- Date: 9–15 August
- Category: ATP Challenger Tour
- Draw: 32S / 16D
- Surface: Clay
- Location: Prague, Czech Republic
- Venue: TK Sparta Prague

Champions

Singles
- Dalibor Svrčina

Doubles
- Jonáš Forejtek / Michael Vrbenský
- ← 2016 · Sparta Prague Open Challenger · 2022 →

= 2021 TK Sparta Prague Open =

The 2021 TK Sparta Prague Open was a professional tennis tournament played on clay courts. It was part of the 2021 ATP Challenger Tour. It took place in Prague, Czech Republic between 9 and 15 August 2021.
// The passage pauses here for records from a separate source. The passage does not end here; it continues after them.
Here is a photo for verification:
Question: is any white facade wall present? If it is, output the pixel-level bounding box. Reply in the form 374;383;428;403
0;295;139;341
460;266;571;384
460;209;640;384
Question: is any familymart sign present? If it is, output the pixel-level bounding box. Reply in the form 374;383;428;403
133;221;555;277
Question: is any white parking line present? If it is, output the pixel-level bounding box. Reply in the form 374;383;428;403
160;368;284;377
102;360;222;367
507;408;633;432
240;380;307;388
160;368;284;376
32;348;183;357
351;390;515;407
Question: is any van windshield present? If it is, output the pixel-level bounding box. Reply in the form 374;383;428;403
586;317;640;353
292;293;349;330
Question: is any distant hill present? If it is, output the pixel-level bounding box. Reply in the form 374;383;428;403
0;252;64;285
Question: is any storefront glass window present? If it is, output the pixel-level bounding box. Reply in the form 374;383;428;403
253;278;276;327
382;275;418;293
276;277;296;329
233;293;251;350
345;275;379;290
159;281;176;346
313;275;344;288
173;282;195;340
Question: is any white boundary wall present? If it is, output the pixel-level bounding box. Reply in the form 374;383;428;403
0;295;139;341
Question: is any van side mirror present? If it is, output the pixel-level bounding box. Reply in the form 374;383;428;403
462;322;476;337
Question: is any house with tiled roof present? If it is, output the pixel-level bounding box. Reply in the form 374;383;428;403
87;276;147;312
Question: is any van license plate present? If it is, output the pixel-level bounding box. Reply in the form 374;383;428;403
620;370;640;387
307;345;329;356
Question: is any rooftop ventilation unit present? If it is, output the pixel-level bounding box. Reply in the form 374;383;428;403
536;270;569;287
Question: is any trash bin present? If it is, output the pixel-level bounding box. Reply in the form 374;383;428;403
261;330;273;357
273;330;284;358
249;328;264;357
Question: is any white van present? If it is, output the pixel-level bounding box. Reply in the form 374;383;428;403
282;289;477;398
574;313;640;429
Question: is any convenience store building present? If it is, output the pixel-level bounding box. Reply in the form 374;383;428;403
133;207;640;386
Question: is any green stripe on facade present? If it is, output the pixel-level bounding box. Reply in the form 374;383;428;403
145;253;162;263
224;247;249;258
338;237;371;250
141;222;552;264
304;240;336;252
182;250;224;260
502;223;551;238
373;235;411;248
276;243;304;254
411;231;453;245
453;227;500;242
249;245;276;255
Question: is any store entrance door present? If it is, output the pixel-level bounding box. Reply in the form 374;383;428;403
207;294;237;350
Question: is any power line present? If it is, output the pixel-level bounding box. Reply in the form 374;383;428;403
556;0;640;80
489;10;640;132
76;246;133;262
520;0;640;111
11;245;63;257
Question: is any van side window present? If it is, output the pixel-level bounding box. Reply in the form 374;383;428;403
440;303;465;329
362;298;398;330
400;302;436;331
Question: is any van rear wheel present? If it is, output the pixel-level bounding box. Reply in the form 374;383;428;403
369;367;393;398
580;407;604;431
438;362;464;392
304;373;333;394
== Singles main-draw entrants ==
=== Seeds ===

| Country | Player | Rank^{1} | Seed |
|---|---|---|---|
| SRB | Nikola Milojević | 161 | 1 |
| KAZ | Dmitry Popko | 183 | 2 |
| ITA | Lorenzo Giustino | 234 | 3 |
| ARG | Facundo Mena | 254 | 4 |
| CHI | Nicolás Jarry | 263 | 5 |
| ITA | Riccardo Bonadio | 271 | 6 |
| ESP | Adrián Menéndez Maceiras | 287 | 7 |
| CZE | Michael Vrbenský | 288 | 8 |

- ^{1} Rankings as of 2 August 2021.

=== Other entrants ===
The following players received wildcards into the singles main draw:
- USA Toby Kodat
- CZE Martin Krumich
- CZE Dalibor Svrčina

The following player received entry into the singles main draw using a protected ranking:
- AUT Gerald Melzer

The following players received entry from the qualifying draw:
- ITA Franco Agamenone
- BUL Adrian Andreev
- FRA Geoffrey Blancaneaux
- USA Emilio Nava

== Champions ==
=== Singles ===

- CZE Dalibor Svrčina def. KAZ Dmitry Popko 6–0, 7–5.

=== Doubles ===

- CZE Jonáš Forejtek / CZE Michael Vrbenský def. RUS Evgeny Karlovskiy / RUS Evgenii Tiurnev 6–1, 6–4.